Mar 17, 2014, 6:00 AM EST
It lasted all of two innings, and during that time only one baseball was hit in his general direction, but Ryan Zimmerman’s brief stint at first base Sunday during the Nationals’ 2-1 exhibition loss to the Tigers in Viera was significant if for no other reason than the fact it happened at all.
For several years, the notion of Zimmerman as a first baseman has been floated around, but it had always been theoretical only, never reality. Then came the revelation this winter that new Nationals manager Matt Williams had asked Zimmerman if he’d be willing to take a crack at the position, just in case he was needed on the other side of the diamond a few times in 2014.
Zimmerman, a third baseman throughout his professional career aside from eight games at shortstop in 2005 (only one of them in the majors), agreed to give it a shot and over the last couple weeks began taking some extra work at first base before games in Florida.
And then came the top of the sixth inning Sunday at Space Coast Stadium. Instead of returning to his usual position, Zimmerman trotted over to first base, wearing a much larger glove than anyone had ever seen him don.

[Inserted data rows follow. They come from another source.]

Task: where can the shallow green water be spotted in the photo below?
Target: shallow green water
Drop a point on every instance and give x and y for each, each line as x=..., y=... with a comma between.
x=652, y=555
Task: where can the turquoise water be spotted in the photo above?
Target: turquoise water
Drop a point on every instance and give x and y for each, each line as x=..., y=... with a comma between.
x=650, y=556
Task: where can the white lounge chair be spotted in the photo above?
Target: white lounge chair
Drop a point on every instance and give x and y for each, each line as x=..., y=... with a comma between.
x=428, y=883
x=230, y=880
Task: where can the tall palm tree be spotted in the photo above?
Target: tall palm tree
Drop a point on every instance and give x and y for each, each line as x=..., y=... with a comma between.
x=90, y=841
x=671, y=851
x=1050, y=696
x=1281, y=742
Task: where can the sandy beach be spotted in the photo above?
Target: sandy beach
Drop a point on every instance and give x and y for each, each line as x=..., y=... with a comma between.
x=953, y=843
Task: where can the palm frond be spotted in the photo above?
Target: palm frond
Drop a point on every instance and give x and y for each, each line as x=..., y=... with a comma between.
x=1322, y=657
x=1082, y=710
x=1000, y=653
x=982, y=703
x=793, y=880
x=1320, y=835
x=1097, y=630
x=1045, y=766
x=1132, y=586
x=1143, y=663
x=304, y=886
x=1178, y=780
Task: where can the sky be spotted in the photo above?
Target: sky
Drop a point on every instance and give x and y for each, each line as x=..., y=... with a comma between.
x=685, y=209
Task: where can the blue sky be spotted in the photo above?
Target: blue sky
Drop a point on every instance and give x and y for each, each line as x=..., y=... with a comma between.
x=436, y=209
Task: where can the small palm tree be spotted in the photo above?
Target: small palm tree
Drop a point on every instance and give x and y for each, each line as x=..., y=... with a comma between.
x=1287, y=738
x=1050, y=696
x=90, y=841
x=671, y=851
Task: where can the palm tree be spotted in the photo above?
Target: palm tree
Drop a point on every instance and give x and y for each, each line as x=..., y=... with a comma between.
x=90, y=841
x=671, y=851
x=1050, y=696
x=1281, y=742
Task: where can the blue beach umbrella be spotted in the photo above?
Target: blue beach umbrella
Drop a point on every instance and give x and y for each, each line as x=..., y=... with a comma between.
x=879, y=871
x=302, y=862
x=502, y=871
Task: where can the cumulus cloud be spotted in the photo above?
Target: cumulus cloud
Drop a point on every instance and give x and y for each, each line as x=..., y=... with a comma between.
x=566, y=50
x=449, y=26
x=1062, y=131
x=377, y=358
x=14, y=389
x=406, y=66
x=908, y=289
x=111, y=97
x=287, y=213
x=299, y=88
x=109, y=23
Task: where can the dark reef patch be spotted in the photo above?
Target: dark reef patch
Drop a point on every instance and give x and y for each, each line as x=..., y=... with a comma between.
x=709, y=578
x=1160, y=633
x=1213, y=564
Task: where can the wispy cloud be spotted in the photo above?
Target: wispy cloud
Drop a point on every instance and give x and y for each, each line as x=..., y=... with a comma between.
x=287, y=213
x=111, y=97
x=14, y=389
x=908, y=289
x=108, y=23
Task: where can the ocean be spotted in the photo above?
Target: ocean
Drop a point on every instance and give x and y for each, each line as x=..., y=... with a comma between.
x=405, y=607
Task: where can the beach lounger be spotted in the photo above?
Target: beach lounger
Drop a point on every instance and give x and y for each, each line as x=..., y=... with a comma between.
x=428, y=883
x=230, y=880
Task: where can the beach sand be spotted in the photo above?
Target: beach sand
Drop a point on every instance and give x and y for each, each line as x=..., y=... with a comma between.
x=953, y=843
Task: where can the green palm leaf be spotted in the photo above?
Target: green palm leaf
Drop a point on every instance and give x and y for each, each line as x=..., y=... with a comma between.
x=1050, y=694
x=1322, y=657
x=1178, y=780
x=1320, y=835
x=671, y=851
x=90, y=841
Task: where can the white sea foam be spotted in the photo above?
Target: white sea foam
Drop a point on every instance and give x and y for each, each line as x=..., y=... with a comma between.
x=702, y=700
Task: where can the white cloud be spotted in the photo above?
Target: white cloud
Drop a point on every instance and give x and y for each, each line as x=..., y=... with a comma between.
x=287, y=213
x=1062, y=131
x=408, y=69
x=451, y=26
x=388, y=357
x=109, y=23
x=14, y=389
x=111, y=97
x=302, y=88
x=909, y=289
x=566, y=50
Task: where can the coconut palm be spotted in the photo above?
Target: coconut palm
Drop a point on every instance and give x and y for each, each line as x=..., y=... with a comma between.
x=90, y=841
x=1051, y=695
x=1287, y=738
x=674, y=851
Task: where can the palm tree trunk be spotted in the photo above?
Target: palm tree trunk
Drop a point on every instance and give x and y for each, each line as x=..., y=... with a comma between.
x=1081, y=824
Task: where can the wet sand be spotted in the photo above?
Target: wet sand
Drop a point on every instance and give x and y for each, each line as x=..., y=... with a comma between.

And sure enough, within minutes a ball was headed his way on anything but a routine play for a guy with zero experience at the position in his life to that point. Don Kelly rapped a grounder to Zimmerman’s right, his broken bat flying down the line as well. Zimmerman, who had been holding a runner on first, made the clean scoop and turned as if to throw to second base, perhaps thinking he had a shot at a 3-6-3 double play.

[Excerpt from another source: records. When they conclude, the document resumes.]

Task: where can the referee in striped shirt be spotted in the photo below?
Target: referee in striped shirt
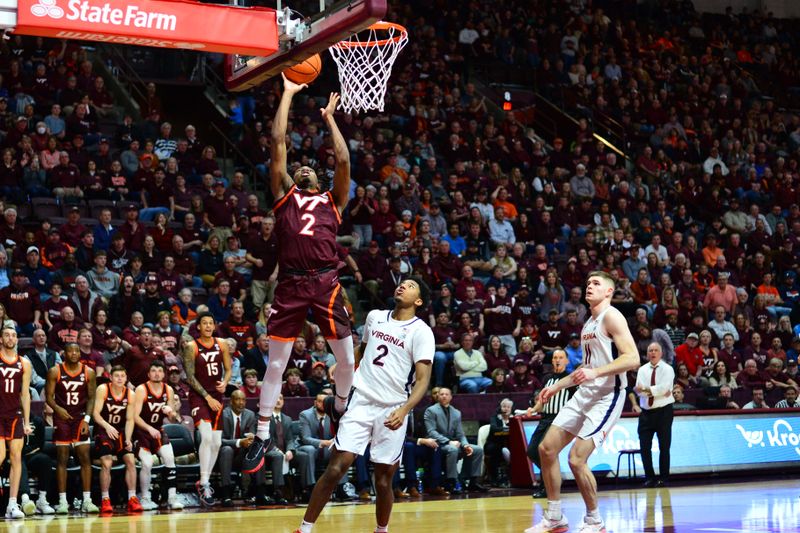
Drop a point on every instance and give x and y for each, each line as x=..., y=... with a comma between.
x=549, y=411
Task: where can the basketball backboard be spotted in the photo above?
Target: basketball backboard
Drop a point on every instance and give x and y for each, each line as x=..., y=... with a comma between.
x=300, y=38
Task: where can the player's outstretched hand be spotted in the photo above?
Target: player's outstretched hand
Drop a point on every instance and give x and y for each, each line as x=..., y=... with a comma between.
x=395, y=419
x=582, y=375
x=333, y=101
x=292, y=87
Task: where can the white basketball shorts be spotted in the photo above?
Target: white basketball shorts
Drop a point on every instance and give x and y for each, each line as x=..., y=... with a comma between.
x=362, y=424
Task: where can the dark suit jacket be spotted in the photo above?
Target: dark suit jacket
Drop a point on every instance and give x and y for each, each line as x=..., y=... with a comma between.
x=289, y=437
x=309, y=428
x=438, y=428
x=247, y=425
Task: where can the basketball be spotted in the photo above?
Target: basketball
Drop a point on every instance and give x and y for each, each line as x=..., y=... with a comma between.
x=305, y=72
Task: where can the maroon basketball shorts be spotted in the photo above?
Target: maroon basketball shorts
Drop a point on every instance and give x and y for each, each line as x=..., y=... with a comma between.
x=11, y=428
x=143, y=441
x=68, y=432
x=201, y=412
x=296, y=294
x=105, y=445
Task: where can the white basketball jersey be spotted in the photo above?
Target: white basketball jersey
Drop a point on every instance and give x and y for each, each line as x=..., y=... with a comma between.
x=598, y=350
x=386, y=372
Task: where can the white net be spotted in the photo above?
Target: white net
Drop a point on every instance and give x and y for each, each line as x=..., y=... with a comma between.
x=365, y=63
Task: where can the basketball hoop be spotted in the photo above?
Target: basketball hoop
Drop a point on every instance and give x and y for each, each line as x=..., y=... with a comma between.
x=365, y=65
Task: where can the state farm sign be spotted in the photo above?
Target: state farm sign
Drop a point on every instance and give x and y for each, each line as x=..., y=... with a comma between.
x=159, y=23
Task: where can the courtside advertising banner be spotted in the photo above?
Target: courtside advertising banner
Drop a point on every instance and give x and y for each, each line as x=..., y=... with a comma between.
x=157, y=23
x=712, y=443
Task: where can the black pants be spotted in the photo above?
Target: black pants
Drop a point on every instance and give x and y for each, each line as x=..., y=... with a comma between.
x=538, y=437
x=658, y=422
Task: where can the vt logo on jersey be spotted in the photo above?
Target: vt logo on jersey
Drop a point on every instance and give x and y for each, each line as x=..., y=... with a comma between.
x=9, y=372
x=312, y=201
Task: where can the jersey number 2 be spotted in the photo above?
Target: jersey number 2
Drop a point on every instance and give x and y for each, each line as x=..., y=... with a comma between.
x=307, y=228
x=383, y=351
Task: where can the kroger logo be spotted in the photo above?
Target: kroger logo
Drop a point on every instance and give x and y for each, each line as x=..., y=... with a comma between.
x=47, y=8
x=782, y=434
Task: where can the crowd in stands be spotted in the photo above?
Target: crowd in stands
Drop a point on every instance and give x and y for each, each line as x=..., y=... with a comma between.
x=699, y=221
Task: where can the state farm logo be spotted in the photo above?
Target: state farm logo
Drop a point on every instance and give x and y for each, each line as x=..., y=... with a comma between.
x=84, y=11
x=47, y=8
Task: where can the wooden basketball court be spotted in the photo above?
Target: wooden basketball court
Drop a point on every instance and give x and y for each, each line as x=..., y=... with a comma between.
x=753, y=507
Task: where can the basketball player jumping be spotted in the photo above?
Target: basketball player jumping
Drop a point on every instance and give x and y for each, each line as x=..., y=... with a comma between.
x=396, y=346
x=208, y=371
x=609, y=352
x=113, y=416
x=15, y=412
x=306, y=223
x=70, y=391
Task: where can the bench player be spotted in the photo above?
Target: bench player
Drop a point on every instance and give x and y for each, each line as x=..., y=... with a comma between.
x=15, y=412
x=151, y=407
x=207, y=363
x=396, y=346
x=609, y=352
x=306, y=223
x=114, y=423
x=70, y=391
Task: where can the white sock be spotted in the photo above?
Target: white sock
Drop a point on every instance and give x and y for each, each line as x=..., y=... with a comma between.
x=554, y=509
x=279, y=352
x=593, y=517
x=343, y=372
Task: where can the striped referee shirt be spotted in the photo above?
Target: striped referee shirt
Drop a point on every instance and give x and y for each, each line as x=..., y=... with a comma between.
x=558, y=401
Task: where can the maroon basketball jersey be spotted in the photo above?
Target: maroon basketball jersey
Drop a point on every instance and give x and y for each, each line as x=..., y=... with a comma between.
x=208, y=369
x=306, y=224
x=151, y=409
x=10, y=387
x=72, y=390
x=114, y=409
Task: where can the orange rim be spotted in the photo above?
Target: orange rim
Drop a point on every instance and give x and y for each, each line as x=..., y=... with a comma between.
x=378, y=26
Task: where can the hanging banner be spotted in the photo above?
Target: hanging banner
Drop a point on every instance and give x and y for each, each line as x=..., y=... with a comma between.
x=157, y=23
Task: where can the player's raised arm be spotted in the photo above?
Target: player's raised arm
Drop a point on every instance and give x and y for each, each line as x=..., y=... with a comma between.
x=341, y=176
x=280, y=181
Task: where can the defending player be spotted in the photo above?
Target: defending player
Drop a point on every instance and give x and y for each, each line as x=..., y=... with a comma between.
x=70, y=391
x=396, y=346
x=207, y=363
x=306, y=223
x=15, y=410
x=113, y=416
x=608, y=353
x=151, y=402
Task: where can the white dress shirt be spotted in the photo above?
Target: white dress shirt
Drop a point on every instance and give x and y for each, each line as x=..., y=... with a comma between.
x=662, y=390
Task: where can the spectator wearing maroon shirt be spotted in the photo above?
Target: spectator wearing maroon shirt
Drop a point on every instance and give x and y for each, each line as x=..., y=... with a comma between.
x=236, y=280
x=468, y=280
x=169, y=281
x=64, y=178
x=133, y=232
x=444, y=335
x=236, y=327
x=65, y=331
x=137, y=359
x=498, y=313
x=157, y=197
x=54, y=252
x=300, y=359
x=22, y=303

Just one problem: The ball squirted out of his over-sized mitt during the exchange. Zimmerman could only retrieve it and step on first base, recording the easy out but failing to get the lead runner or attempt the double play.
“Just getting used to the bigger glove,” he told reporters afterward, and how can anyone fault him considering the situation.

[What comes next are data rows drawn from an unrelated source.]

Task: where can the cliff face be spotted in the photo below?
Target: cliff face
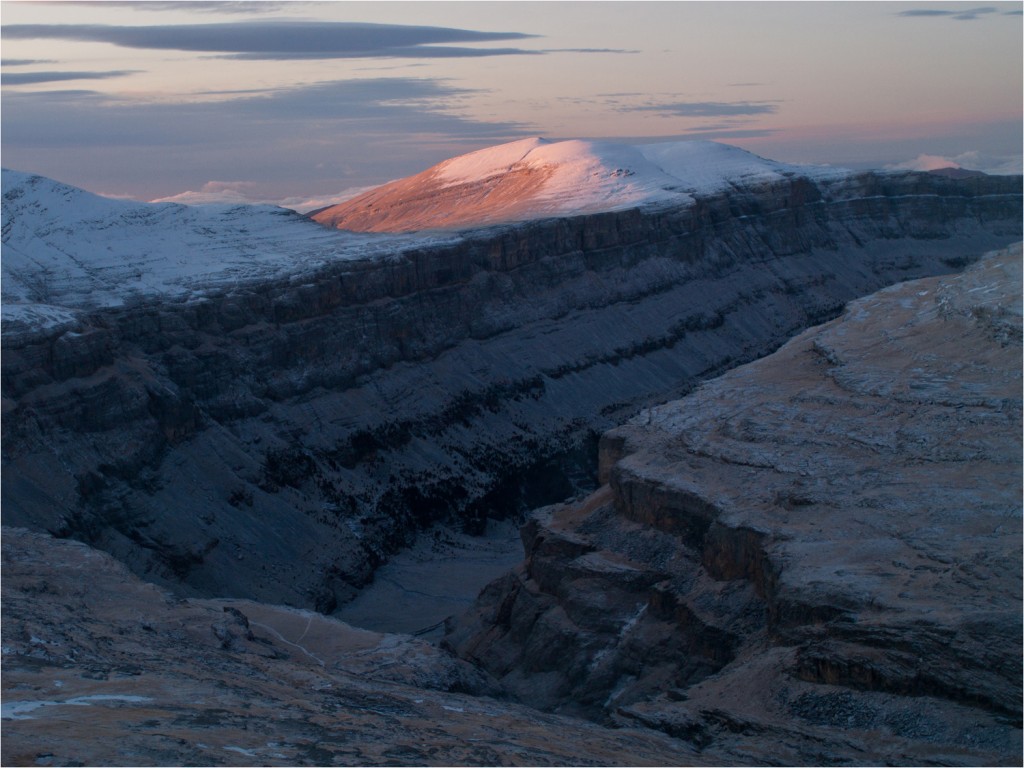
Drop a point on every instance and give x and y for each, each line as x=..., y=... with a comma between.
x=811, y=559
x=278, y=439
x=100, y=669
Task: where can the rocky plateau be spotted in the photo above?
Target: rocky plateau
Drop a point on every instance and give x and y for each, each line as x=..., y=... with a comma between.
x=814, y=558
x=278, y=437
x=219, y=425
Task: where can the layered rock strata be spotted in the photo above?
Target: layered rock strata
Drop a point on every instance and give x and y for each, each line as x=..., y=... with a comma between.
x=278, y=439
x=100, y=669
x=812, y=559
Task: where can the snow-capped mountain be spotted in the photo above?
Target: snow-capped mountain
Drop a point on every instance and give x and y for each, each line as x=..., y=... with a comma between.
x=534, y=178
x=67, y=249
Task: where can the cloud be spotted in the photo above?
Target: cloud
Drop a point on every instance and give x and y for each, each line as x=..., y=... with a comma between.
x=422, y=51
x=925, y=163
x=248, y=193
x=709, y=109
x=32, y=78
x=968, y=14
x=25, y=61
x=331, y=135
x=972, y=160
x=279, y=39
x=219, y=6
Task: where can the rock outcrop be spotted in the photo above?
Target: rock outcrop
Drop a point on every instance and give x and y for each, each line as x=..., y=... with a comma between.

There’s still plenty more about first base for Zimmerman to get used to, and it will continue to be an ongoing process for the 29-year-old. He’ll probably appear several more times there over the final two weeks of camp, perhaps starting a game at some point.
The idea, as it always has been, is for Zimmerman to make about 10-to-15 starts at first base, giving Adam LaRoche days off against tough left-handers. That could, in theory, lead to a full-time position switch, whether later this season, next season or beyond.
Whether the Nationals follow through with that plan remains to be seen. It depends on Zimmerman’s comfort level at first base. It depends on LaRoche’s performance throughout the season. It depends on what other options Williams has off his bench. And, of course, it depends on Zimmerman’s defensive performance at third base.
There’s still time for that to all sort itself out. But the foundation began to be laid Sunday. It may have lasted all of two innings, but the first two innings of Ryan Zimmerman’s career at first base could prove mighty significant when it’s all said and done.